Every record in the training set is 30 seconds long, and can contain more than one rhythm type. Each record is annotated by a clinical ECG expert, who marks segments of the signal as corresponding to one of 14 rhythm classes.
Label annotations were done by a group of Certified Cardiographic Technicians who have completed extensive training in arrhythmia detection and a cardiographic certification examination by Cardiovascular Credentialing International.
For testing, 336 records from 328 unique patients are used (the test and validation sets are separate to the training set). For these records, ground truth annotations were obtained by a committee of three board-certified cardiologists. For each record in the group, six individual cardiologists also provided annotations (without any collaboration) – this data is used to asses performance of the trained model as compared to an individual cardiologist.

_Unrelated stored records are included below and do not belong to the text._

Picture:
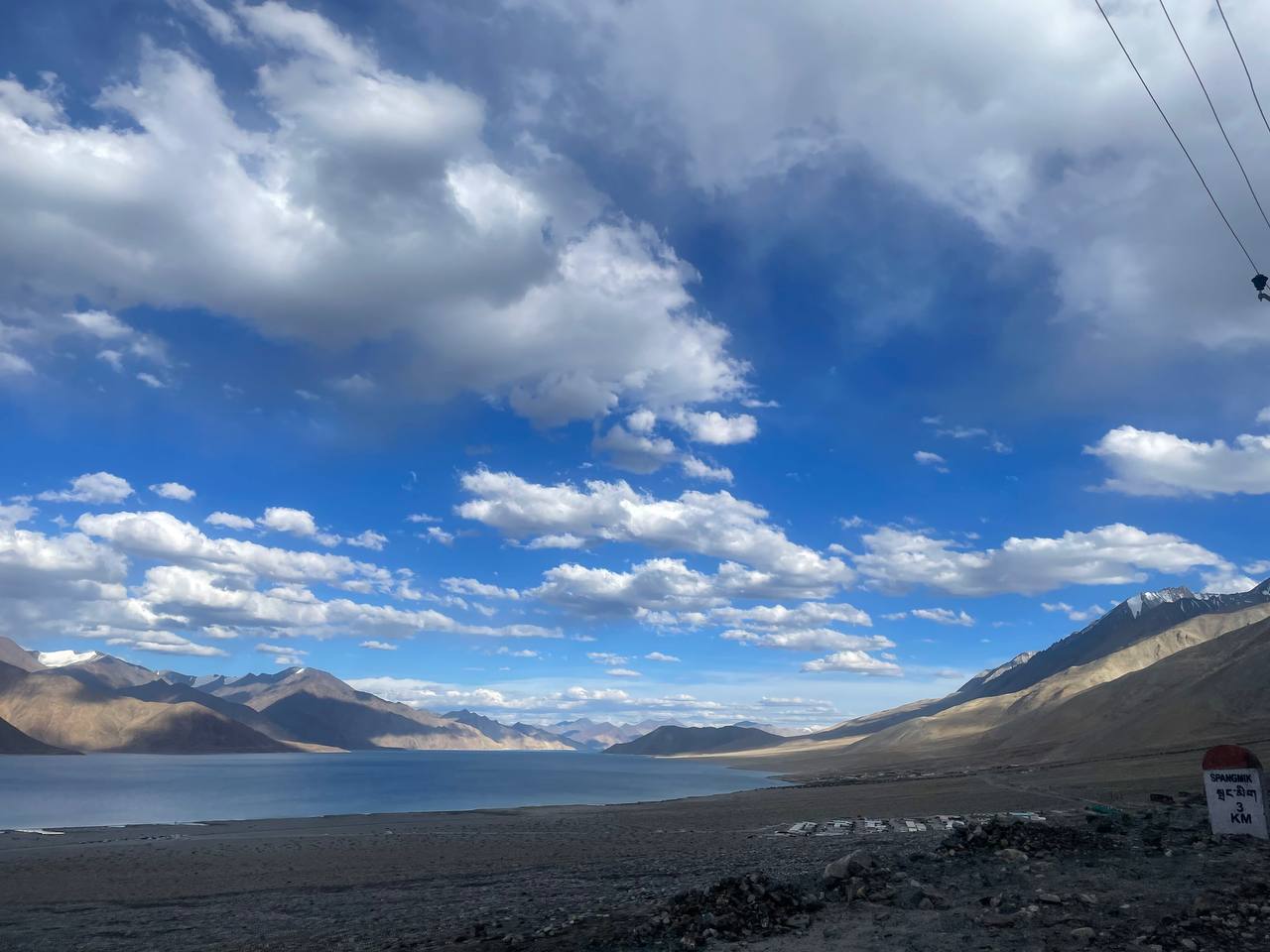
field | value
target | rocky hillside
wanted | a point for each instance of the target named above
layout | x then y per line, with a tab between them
1162	670
95	702
668	742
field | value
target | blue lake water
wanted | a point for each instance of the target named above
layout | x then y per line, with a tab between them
100	789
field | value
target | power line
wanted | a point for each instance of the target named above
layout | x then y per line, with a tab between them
1180	144
1228	144
1255	96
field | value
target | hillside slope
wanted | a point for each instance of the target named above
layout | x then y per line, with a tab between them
14	742
668	742
76	714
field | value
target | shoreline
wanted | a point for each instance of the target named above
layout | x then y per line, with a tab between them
762	779
417	880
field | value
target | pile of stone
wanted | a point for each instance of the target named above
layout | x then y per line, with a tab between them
860	878
735	907
1019	841
1233	923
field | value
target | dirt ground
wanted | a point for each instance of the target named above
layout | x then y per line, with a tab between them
606	878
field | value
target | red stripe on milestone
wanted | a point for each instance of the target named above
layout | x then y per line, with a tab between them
1229	757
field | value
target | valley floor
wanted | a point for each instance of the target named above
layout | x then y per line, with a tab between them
578	878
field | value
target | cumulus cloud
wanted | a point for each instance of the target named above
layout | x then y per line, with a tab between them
949	105
853	661
229	521
474	587
368	539
934	460
173	490
1109	555
158	535
711	525
502	277
942	616
810	640
712	426
91	488
1151	463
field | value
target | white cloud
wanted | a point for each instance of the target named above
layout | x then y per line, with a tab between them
810	640
712	525
1150	463
159	535
99	324
91	488
436	534
928	458
699	470
635	452
506	277
298	522
1078	615
368	539
942	616
951	107
472	587
13	366
230	522
712	426
855	661
173	490
1109	555
807	615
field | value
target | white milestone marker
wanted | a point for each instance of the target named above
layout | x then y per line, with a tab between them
1236	800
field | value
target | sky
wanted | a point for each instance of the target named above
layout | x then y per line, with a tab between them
621	359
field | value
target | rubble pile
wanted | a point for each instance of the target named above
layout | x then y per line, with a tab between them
1236	921
1019	841
734	907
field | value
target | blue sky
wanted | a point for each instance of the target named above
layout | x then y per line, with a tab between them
786	367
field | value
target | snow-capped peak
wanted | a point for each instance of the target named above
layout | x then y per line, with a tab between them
60	658
1150	599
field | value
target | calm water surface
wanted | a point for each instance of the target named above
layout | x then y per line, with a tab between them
122	788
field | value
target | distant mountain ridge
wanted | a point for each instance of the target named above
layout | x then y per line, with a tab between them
1162	670
98	702
672	740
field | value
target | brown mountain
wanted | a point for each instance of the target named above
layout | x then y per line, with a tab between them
163	692
113	671
668	742
318	708
14	742
518	737
12	654
76	712
1192	683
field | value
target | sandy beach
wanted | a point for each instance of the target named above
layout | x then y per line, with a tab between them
549	878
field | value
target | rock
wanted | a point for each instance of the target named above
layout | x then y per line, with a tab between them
851	865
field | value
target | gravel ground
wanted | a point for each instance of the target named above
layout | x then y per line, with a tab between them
645	876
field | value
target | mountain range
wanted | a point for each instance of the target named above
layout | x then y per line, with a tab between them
1162	670
80	702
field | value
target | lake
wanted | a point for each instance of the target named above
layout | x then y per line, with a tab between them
99	789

Building and training a model
We draw on work in automatic speech recognition for processing time-series with deep convolutional neural networks and recurrent neural networks, and techniques in deep learning to make the optimization of these models tractable.
ECG arrhythmia detection is a sequence-to-sequence task. The input is a an ECG signal, and the output is a sequence of rhythm class labels. Each label corresponds to one segment of the output.
The model has 33 layers of convolution followed by a fully-connected layer and softmax, all trained using a log-likelihood objective function. To make optimisation tractable the network also contains shortcut connections and uses batch normalisation. Dropout is also used, and Adam as the optimiser.
The network consists of 16 residual blocks with 2 convolutional layers per block. The convolutional layers all have a filter length of 16 and have 64_k_ filters, where k starts out as 1 and is incremented every 4th residual block. Every alternate residual block subsamples its inputs by a factor of 2, thus the original input unit is ultimately subsampled by a factor of 2^8.
Beating the experts
The model is evaluated using two metrics: sequence level accuracy and set level accuracy. Sequence level accuracy compares predictions against the ground truth annotations. Set level accuracy just takes the set of arrhythmias present in each 30 second record as the ground truth (i.e., it does not penalise for time misalignment.
Here we can see how well the model performs on each class, compared to an expert cardiologist:
Note that when the scores are taken in aggregate, the model outperforms the cardiologists both in precision and recall.
The model outperforms the average cardiologist performance on must rhythms, noticeably outperforming the cardiologists in the AV Block set of arrhythmias… This is especially useful given the severity of Mobitz II and complete heart block and the importance of distinguishing these two from Wenckebach which is usually considered benign.
Where the model does make mistakes, these ‘make sense’ given that the confused classes often have very similar ECG morphologies.
Given that more than 300 million ECGs are recorded annually, high-accuracy diagnosis from ECG can save expert clinicians and cardiologists considerable time and decrease the number of misdiagnoses. Furthermore, we hope that this technology coupled with low-cost ECG devices enables more widespread use of the ECG as a diagnostic tool in places where access to a cardiologist is difficult.